Hi Folks,
I have an interview coming up next week and it involves a numerical reasoning test, the problem being I have a really hard time breaking these things down and understanding them.
Heres a couple examples:
A car left Canterbury at 7.12 am and arrived in Birmingham, 180 miles distant at 10.57 am. What was its average speed in miles per hour?An aircraft flies 930 miles in 75 minutes. How many miles does it fly in 4 hours 45 minutes assuming a constant speed?
If anyone could recommend a good resource or method for tackling these I would be most appreciative.
I've done a book search and most have bad to no reviews, its really the methodology of how I should approach these types of questions that I'm after I guess.

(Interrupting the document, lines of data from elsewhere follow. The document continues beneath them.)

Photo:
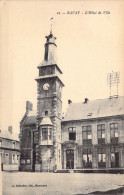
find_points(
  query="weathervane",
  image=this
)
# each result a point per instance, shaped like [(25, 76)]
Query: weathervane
[(51, 25), (113, 79)]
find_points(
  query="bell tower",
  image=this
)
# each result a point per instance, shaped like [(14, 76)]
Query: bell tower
[(49, 110)]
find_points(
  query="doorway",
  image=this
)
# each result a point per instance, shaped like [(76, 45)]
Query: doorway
[(70, 159)]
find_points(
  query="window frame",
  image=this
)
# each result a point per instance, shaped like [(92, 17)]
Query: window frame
[(72, 130), (45, 133), (114, 129), (88, 131)]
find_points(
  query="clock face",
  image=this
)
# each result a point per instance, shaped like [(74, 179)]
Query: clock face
[(46, 86)]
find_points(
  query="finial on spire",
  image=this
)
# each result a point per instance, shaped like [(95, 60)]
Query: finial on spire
[(51, 25)]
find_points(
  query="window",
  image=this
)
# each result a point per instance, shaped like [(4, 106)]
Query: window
[(23, 161), (44, 133), (28, 161), (13, 145), (13, 159), (72, 133), (46, 113), (101, 157), (17, 157), (114, 132), (50, 133), (101, 133), (87, 158), (87, 134)]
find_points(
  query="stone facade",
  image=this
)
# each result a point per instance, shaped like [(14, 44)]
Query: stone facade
[(105, 152), (91, 135), (9, 151)]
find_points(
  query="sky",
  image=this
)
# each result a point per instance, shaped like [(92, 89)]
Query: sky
[(88, 47)]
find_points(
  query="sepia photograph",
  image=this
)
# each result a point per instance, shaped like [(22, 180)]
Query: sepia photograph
[(61, 97)]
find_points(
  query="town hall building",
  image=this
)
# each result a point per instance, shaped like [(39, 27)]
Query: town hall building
[(90, 136)]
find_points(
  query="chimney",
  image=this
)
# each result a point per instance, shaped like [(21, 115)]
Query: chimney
[(69, 102), (86, 100), (29, 106), (10, 129)]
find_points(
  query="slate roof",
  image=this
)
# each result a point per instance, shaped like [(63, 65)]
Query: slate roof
[(31, 118), (95, 109)]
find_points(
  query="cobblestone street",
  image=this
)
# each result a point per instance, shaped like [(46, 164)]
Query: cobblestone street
[(24, 183)]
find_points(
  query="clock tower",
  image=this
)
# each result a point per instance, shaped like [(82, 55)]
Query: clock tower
[(49, 110)]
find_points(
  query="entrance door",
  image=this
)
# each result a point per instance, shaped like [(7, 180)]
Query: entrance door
[(117, 159), (70, 159)]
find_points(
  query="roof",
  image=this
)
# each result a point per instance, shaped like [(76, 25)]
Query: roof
[(31, 118), (95, 109), (7, 135), (46, 121)]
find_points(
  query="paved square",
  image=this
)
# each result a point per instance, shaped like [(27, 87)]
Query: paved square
[(24, 183)]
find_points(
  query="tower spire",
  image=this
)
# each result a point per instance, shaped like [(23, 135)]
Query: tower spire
[(51, 25)]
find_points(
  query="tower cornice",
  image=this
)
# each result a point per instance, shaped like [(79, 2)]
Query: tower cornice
[(49, 65)]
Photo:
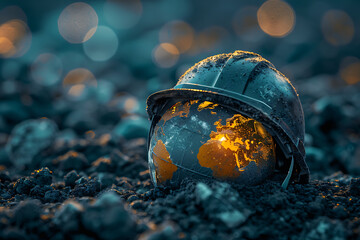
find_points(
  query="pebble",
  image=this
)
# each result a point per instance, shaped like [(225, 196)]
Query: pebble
[(108, 219), (68, 216), (29, 138), (72, 161), (70, 178), (354, 188), (42, 176), (27, 212)]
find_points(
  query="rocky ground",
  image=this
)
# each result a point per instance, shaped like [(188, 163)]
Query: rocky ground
[(73, 161), (57, 185)]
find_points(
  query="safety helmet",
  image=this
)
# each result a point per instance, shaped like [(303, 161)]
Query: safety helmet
[(241, 83)]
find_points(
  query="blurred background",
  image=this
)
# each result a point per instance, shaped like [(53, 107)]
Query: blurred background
[(89, 66)]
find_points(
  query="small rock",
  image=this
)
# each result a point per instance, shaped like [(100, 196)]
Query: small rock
[(354, 188), (23, 185), (68, 216), (4, 176), (130, 128), (108, 219), (30, 138), (70, 178), (137, 205), (104, 164), (324, 228), (339, 212), (72, 161), (27, 211), (234, 218), (42, 176), (53, 196), (167, 230)]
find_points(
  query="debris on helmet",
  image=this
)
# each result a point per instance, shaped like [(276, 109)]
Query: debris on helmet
[(230, 117)]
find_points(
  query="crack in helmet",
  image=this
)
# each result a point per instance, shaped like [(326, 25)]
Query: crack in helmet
[(231, 116)]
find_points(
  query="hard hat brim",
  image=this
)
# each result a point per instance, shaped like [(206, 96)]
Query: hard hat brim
[(250, 107)]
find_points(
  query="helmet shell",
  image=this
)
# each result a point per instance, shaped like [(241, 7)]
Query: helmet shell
[(250, 85)]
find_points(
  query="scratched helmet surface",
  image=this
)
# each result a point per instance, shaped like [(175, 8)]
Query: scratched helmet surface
[(246, 89)]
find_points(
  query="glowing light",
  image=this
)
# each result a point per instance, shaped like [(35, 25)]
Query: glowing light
[(165, 168), (76, 90), (178, 33), (102, 46), (78, 22), (337, 27), (234, 145), (131, 104), (246, 25), (79, 76), (351, 73), (166, 55), (46, 69), (276, 18), (122, 14), (15, 38)]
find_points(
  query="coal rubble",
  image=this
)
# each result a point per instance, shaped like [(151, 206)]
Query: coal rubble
[(76, 194), (58, 182)]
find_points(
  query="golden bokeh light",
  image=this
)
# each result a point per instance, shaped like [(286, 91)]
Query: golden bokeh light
[(78, 22), (276, 18), (15, 38), (178, 33), (79, 76), (245, 24), (76, 90), (166, 55), (351, 73), (337, 27)]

I'm brushing up on my rusty math skills, but if anyone has any tips for any numerical reasoning approaches, please go ahead!
Cheers.
Posts
If you read them right-to-left from the bottom it says "STD". I dunno if it helps you, but that's how I remembered this. Anyway, what you do is to hold your finger over the third you're trying to figure out. In your first example, you know the distance (D=180 miles) and the time (T=3 hours, 45 minutes= 225 minutes), and since the distance is at the top of the triangle you have D over T, or 180/225=0,8 miles per minute. Since there are 60 minutes in an hour, you multiply by 60 and get 48.
If they give you a "step up" it'll probably be two things moving at the same time, e.g. a train leaving Houston headed for Dallas and another train going the other way. What you want to do in that case is pretend that one train is standing still, by adding together the speeds.
I'm going to put the answer to the second example behind a spoiler so you can see if my method works for you.
mpm = 930/75 (because we travel 930 miles in 75 minutes)
That would mean our equation for solving this would be 285mpm = y.
If we solve for y, we get 285(12.4) = y, y = 3534.
If you're really good with algebra, try to make these word problems work like algebra.
Like for the second problem, what you first need to do is figure out the rate that the aircraft is traveling, so you solve for r in the equation, like so: r = D / t = 930 miles / 1.25 hr = 744 miles/hr. Then using that rate you use another equation to solve for the distance with the new time traveled: D_2 = r * t_2 = 744 (miles/hr) * 4.75 hr = 3534 miles, which is your final answer.
I recommend keeping the units in the equations while you solve them, as they provide you with a quick sanity check to make sure that you didn't get too far off in your computation to end up with the wrong units for your answer.
Using the first question as an example, you can tell that 7:12 + 3 Hours, +40 minutes + 5 minutes = 10:57 AM = 3.75 * 60 Minutes, travelling 3 * 60 Miles. The commonality is that both can be expressed as multiples of 60. The true answer is 48 mph (180 miles / 3.75 Hours = 48 miles / hour)
However, you can divide out the 60's and note that you go 3 miles for every 3.75 minutes, and 3.75 is close to 4. So every 4 minutes you go 3 miles, and you have 15 intervals of 4 minutes in one hour, so you go 3 * 15 = 45, or slightly more than 45 mph since 3.75 is smaller than 4. That's a close ballpark estimate, and is math you can easily do in your head.
OK, what is the actual question? How many miles does it fly.
How can I get the number of miles (that is, the distance)? Distance (miles) = Time (minutes) * Speed (miles/minute)
OK, how many minutes did it fly? 4 hr 45 min, or 285 minutes
Well, what's the speed? Don't know, but I know I want miles per minute
OK, can I calculate it? Yes, the first sentence gives miles and minute right to us!
What's the speed? 930 miles / 75 minutes = 12.4 miles/minute
OK, then how many miles did it fly? 285 minutes * 12.4 miles/minute = 3534 miles
Think about it for a second. What is speed? What's it measured in, exactly? Miles per hour. Hmm... What is a mile? A measure of distance. What is an hour? A measure of time.
Well then, if a mile is distance and an hour is time and speed is measured in miles per hour, then
speed = distance / time
or
a mile / hour (though really, distance can be measured in meters, inches, feet, etc.. and time can be measured in seconds, days, weeks, years, eons..)
Hopefully you see my point; if not well... I tried my best.